Esto no significa que los Doritos sean endémicos, pero si que quizás es una mala idea comer una bolsa completa y luego culpar a la química de nuestras propias malas decisiones, actitud entendible pero alejada de la responsabilidad individual que como adultos deberíamos tener.
En Chile no hablamos del síndrome del restaurante chino. Tampoco discutimos tanto el GMS, y la conversación sucede en el pequeño aunque creciente grupo de personas preocupadas por su alimentación. Lo que sí discutimos, sin embargo, es la sospecha que provoca el uso de ajinomoto en la cocina peruana, la cual se consolida en Chile en los 90 y hoy es casi tan común como los restaurantes chinos en Estados Unidos. Ajinomoto es de uso común en Perú, posiblemente debido a la fuerte influencia japonesa en su cultura, por lo que no es extraño el uso de este ingrediente y consecuente importación aparente a Chile, ya que ha estado presente en nuestras comidas desde el momento en que Maggi comenzó a vender caldos en polvo.

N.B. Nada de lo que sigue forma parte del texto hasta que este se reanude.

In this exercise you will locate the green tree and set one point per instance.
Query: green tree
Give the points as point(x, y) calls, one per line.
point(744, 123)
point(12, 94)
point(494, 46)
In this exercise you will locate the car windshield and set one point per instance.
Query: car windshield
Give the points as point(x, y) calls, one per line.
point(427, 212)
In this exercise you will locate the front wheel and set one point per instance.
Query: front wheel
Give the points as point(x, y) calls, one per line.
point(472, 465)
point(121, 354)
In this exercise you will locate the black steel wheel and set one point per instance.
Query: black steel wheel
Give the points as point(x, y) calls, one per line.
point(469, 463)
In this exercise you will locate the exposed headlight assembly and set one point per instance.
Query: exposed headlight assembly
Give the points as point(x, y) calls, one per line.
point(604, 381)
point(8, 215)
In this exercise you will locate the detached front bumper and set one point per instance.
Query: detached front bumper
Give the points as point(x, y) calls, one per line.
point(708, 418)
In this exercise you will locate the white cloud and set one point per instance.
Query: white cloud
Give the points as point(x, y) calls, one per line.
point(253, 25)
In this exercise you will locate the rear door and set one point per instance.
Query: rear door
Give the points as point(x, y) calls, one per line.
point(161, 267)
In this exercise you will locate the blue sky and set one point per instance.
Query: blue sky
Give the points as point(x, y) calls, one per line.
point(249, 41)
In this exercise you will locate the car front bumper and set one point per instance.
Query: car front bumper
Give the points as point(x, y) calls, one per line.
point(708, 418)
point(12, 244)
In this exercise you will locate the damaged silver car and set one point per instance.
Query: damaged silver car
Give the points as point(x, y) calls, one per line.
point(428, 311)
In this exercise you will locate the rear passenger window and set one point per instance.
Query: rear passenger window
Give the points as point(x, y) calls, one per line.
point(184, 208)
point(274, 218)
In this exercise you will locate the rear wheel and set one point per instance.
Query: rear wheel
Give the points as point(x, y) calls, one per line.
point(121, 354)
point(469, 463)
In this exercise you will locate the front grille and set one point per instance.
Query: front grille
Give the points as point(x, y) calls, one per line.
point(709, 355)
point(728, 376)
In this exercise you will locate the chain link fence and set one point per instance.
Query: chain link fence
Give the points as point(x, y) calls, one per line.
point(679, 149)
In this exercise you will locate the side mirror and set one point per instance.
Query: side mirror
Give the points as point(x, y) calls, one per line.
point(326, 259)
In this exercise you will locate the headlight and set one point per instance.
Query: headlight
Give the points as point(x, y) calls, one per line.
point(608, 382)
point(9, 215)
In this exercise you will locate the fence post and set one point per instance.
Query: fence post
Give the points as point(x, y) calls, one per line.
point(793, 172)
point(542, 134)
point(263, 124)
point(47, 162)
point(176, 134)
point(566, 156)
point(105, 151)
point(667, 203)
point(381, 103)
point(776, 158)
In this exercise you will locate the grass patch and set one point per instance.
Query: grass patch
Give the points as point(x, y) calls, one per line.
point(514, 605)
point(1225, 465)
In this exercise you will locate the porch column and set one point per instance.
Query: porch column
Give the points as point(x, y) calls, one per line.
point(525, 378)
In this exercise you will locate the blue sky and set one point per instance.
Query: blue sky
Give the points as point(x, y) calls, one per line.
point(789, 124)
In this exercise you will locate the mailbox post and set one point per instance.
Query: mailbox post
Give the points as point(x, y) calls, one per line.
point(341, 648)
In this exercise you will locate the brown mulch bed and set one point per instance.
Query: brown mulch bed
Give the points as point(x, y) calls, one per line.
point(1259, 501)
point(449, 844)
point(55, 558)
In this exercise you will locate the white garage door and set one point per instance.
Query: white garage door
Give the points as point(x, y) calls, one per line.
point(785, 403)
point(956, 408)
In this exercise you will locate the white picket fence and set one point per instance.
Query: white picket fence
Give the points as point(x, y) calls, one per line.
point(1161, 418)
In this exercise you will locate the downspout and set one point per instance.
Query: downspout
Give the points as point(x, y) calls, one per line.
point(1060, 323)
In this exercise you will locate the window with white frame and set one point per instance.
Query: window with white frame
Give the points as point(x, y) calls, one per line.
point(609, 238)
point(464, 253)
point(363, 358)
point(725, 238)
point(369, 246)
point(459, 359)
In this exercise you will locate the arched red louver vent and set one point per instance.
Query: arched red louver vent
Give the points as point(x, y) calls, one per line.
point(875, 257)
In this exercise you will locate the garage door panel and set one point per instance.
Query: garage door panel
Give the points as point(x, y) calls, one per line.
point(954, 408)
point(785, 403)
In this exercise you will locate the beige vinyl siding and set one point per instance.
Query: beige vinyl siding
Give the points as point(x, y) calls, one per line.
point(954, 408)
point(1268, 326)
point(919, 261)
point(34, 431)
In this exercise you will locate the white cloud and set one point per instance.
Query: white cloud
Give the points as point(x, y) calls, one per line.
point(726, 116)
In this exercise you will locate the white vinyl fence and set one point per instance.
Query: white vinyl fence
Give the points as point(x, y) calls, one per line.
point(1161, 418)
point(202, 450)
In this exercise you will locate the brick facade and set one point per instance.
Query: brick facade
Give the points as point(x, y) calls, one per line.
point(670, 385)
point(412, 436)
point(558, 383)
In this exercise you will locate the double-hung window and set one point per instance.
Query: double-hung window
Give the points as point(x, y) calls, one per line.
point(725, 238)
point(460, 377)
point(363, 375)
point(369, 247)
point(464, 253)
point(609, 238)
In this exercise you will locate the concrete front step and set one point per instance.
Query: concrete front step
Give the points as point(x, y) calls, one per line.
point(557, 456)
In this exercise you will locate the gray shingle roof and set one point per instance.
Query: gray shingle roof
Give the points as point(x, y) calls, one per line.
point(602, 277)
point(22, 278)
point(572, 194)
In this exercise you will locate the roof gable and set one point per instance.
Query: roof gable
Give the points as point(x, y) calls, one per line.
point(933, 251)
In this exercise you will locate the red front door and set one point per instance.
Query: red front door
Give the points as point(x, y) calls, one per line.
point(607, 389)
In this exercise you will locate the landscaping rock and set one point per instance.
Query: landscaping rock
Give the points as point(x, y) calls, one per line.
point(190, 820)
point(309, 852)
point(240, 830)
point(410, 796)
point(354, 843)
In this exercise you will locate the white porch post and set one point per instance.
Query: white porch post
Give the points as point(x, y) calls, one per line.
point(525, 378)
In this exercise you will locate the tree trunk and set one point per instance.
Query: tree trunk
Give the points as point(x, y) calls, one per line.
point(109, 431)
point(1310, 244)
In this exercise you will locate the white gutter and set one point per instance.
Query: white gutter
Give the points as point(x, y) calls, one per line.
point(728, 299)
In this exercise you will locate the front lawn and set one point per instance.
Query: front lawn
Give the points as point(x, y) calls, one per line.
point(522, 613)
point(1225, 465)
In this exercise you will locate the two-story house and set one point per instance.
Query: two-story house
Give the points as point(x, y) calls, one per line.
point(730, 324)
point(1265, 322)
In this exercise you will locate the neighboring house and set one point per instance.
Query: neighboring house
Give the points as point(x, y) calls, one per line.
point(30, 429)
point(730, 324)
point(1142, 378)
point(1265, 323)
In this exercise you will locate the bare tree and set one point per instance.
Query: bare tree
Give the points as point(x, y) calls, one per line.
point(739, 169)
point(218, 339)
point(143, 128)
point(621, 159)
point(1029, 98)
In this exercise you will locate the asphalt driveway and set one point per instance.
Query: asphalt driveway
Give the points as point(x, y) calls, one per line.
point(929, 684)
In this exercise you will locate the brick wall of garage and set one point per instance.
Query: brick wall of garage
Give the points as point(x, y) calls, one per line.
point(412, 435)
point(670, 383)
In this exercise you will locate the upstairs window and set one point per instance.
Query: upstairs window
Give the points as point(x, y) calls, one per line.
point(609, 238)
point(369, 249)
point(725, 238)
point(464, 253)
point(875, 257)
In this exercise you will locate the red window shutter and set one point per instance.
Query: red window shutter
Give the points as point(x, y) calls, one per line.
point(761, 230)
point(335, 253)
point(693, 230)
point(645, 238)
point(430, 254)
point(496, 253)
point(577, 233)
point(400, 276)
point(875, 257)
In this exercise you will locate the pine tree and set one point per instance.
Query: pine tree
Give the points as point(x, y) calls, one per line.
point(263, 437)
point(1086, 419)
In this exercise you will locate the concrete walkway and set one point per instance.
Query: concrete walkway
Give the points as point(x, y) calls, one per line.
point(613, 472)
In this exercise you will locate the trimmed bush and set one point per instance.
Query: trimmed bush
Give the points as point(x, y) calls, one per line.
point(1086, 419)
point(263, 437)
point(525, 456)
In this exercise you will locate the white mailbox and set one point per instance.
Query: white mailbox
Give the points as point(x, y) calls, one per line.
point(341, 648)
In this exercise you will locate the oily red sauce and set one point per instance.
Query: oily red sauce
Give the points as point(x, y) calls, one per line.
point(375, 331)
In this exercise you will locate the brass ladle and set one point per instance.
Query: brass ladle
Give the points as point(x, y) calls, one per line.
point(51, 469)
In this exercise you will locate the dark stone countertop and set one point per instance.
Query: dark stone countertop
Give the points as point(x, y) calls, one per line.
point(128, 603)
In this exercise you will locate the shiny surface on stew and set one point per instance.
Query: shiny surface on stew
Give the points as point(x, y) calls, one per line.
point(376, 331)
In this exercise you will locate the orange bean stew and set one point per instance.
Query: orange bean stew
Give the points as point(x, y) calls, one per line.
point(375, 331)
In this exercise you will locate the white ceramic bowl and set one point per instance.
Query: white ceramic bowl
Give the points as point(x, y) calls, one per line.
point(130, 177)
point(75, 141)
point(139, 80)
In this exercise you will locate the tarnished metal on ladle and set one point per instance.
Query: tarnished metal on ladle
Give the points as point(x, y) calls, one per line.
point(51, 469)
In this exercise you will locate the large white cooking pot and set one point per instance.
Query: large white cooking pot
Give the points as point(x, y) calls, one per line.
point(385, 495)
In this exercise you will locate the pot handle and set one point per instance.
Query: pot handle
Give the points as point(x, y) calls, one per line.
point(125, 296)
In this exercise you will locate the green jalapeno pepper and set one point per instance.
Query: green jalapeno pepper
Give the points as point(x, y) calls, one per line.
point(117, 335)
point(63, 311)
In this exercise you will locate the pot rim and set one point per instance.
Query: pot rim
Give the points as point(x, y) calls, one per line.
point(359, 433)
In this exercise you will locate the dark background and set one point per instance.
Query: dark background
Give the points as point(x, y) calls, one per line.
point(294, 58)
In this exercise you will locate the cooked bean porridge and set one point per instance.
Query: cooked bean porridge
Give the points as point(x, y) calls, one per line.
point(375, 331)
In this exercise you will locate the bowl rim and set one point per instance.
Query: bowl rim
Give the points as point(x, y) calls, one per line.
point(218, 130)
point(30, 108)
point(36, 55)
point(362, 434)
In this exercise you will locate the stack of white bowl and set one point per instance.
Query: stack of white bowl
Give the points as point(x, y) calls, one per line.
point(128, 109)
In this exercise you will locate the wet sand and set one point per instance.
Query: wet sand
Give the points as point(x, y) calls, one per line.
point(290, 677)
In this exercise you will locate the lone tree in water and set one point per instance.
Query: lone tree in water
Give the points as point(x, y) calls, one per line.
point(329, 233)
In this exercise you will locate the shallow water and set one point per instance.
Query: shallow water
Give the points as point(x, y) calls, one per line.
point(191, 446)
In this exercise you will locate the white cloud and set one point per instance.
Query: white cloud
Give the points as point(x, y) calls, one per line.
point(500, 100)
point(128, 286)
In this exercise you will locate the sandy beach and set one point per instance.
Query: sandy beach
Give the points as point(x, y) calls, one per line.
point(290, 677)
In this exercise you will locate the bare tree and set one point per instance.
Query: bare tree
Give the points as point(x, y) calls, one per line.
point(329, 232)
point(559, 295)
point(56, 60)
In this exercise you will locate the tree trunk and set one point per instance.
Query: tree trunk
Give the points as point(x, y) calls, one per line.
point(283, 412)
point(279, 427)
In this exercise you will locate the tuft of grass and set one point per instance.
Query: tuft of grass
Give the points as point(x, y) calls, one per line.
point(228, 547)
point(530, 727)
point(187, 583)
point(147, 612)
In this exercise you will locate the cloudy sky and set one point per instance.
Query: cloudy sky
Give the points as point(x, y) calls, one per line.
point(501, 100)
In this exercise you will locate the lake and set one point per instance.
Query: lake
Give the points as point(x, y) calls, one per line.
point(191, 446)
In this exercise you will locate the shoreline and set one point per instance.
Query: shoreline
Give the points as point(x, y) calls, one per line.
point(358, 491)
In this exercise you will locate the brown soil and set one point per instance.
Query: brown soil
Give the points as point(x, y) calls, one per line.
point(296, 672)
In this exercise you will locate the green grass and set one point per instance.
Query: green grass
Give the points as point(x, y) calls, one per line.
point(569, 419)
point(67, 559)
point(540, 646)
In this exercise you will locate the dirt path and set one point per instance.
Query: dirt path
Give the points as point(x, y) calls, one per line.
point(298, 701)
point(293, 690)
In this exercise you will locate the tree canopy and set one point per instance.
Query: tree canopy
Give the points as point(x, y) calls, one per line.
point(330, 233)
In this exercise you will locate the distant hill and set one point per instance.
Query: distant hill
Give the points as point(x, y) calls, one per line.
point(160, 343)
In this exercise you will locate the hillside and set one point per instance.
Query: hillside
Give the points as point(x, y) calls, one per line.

Algunos locales han sentido la necesidad de manifestar que no utilizan GMS en sus preparaciones, y en sus reseñas es común leer gente quejarse de los síntomas del síndrome racista. Por este motivo, y antes que la discusión que hoy existe en estos espacios reducidos se convierta en algo aceptado por el sentido común, es importante sumarse a las voces de la razón, así no ceder territorio al oscurantismo que bajo la religiosidad de lo natural nos impedirá la libertad de saborear mejor.